Several other coaches have attempted the move, with the most successful being Dick Vermeil, who spent 14 years broadcasting between his burnout and second act that began in St. Louis and led to a Super Bowl title for the Rams.
Others had more problems in their return, most notably Art Shell. The Hall of Fame offensive lineman was fired by the Raiders following the 1994 season despite a 54-38 record and three playoff berths in his five full seasons. More than a decade later, Shell’s second stint with the franchise lasted one year and led to just two wins.
Gruden could be the latest coach to follow this path. He was fired by Tampa Bay following the 2008 season and has spent the past nine years as an announcer at ESPN. The Raiders fired Jack Del Rio following a disappointing six-win season and appear set on bringing back Gruden.
He has said he believes there’s a “good chance” he will get the job in Oakland after interviewing with owner Mark Davis.
Here is a look at several coaches who took at least a four-year break before returning as head coaches:
PAUL BROWN: Brown was the founder and original coach of the Cleveland Browns and led the franchise to 10 straight title games in the All-America Football Conference and NFL, including three NFL titles. Brown was fired by owner Art Modell following the 1962 season. After a brief hiatus, Brown returned to football as the part owner, coach and general manager of the AFL expansion Cincinnati Bengals, who began play in 1968. Brown coached the Bengals for eight seasons, made the postseason three times but never won another playoff game a coach.
DICK VERMEIL: Vermeil had a successful seven-year run as coach of Philadelphia from 1976-82, taking the Eagles to their first Super Bowl following the 1980 season. But Vermeil burned out of coaching and stepped away after the 1982 season. Vermeil then launched a successful broadcast career before finally going back to the sidelines in 1997 with the Rams. St. Louis won just nine games his first two years before breaking through with the Super Bowl title in the 1999 season behind quarterback Kurt Warner.

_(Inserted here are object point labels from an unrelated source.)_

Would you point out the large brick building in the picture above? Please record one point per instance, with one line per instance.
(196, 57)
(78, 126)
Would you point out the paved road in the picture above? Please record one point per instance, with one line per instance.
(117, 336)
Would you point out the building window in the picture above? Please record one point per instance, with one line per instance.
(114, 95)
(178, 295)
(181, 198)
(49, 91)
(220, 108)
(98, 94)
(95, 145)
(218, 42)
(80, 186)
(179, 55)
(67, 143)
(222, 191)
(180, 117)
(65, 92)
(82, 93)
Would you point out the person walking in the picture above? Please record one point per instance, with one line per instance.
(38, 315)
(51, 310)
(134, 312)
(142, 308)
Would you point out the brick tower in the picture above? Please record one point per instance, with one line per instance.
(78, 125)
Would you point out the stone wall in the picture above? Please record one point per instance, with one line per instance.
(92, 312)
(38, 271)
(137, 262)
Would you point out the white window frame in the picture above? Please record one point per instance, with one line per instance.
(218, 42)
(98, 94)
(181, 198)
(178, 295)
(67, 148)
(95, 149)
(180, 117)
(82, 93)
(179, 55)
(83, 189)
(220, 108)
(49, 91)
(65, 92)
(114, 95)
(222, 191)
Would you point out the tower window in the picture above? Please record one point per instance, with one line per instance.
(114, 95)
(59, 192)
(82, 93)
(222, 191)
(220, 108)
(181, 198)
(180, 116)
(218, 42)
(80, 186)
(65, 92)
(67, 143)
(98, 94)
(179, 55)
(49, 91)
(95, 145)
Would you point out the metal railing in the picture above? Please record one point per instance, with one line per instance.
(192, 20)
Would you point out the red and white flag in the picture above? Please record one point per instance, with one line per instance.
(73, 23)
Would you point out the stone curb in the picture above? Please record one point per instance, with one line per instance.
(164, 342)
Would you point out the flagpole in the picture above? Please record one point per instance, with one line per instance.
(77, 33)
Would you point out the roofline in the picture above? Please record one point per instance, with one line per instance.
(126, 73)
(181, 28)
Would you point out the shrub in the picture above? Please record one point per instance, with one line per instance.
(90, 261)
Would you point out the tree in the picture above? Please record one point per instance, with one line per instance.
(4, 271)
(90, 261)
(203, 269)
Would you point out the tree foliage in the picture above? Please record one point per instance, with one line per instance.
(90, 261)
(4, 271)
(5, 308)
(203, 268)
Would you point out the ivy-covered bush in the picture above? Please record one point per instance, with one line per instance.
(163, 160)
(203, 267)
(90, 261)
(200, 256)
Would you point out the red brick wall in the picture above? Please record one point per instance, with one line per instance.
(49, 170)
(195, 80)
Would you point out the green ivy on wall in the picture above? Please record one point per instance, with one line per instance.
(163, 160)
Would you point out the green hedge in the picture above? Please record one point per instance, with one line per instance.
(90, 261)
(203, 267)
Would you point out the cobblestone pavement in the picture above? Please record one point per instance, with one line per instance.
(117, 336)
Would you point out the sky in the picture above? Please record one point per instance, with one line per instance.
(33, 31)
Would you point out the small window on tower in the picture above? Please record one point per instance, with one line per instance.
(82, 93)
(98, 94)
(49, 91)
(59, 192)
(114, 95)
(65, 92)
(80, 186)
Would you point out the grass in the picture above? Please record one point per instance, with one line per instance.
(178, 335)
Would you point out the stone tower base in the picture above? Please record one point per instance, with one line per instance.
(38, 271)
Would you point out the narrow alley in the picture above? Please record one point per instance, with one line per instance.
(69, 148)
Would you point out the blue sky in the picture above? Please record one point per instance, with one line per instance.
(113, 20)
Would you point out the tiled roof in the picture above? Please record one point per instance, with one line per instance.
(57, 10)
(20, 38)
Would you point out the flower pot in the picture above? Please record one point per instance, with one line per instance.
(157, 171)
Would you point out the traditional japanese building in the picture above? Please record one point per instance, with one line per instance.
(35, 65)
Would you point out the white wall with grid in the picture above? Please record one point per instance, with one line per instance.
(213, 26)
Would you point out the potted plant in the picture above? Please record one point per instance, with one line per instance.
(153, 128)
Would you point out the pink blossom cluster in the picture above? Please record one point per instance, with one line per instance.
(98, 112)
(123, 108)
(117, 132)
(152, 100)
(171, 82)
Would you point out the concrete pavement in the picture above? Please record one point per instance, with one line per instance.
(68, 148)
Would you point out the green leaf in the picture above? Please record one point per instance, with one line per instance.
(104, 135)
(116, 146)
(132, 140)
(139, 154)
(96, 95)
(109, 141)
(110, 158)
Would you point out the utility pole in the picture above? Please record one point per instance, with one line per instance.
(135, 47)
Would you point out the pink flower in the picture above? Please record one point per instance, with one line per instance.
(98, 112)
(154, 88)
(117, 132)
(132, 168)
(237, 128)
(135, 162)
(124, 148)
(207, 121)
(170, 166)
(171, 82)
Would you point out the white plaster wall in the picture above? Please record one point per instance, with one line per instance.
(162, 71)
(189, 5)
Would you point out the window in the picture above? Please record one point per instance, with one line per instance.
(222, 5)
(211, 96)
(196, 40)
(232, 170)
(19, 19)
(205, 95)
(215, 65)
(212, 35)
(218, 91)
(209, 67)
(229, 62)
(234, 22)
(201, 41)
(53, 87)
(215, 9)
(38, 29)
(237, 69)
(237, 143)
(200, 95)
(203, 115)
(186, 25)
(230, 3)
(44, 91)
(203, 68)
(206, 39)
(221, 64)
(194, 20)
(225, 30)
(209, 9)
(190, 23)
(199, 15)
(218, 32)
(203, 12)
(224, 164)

Vermeil retired again after that title only to return to coaching in 2001 with Kansas City. He posted a 44-36 record in five seasons with the Chiefs.
JOE GIBBS: Gibbs won three Super Bowl titles with three separate quarterbacks during a 12-year run in Washington. He shocked the team when he retired two months after the end of the 1992 season and spent the ensuing years as an announcer and a NASCAR team owner. Gibbs returned to coaching in 2004 and his second stint in Washington wasn’t nearly as effective as his first. The team went 30-34 in his four seasons, making the playoffs twice and winning one game before retiring again.
MIKE DITKA: Iron Mike Ditka had one of the most successful coaching tenures ever in Chicago, winning 106 regular-season games for the most in franchise history besides George Halas. Ditka became legendary in the city thanks to leading the Bears to their only Super Bowl title following the 1985 season, but he was fired after going 5-11 in 1992. After a four-year break, Ditka was hired to coach the New Orleans Saints in 1997. He won just 15 games in three years and his most notable move during that time was trading his entire stash of 1999 draft picks and a 2000 first-rounder for the rights to draft running back Ricky Williams.
ART SHELL: Shell was let go by the Raiders following the 1994 season as late owner Al Davis wanted a fresh start for the team for its move back to Oakland. Davis later said he regretted the move and brought Shell back in 2006. Shell had spent his first six years away from the Raiders as an assistant coach but had been out of the profession entirely for five seasons when Davis hired him a second time. The tenure was a disaster from the start as players didn’t respond to Shell and his systems were outdated. Oakland went 2-14 in his one season before Davis fired him a second time.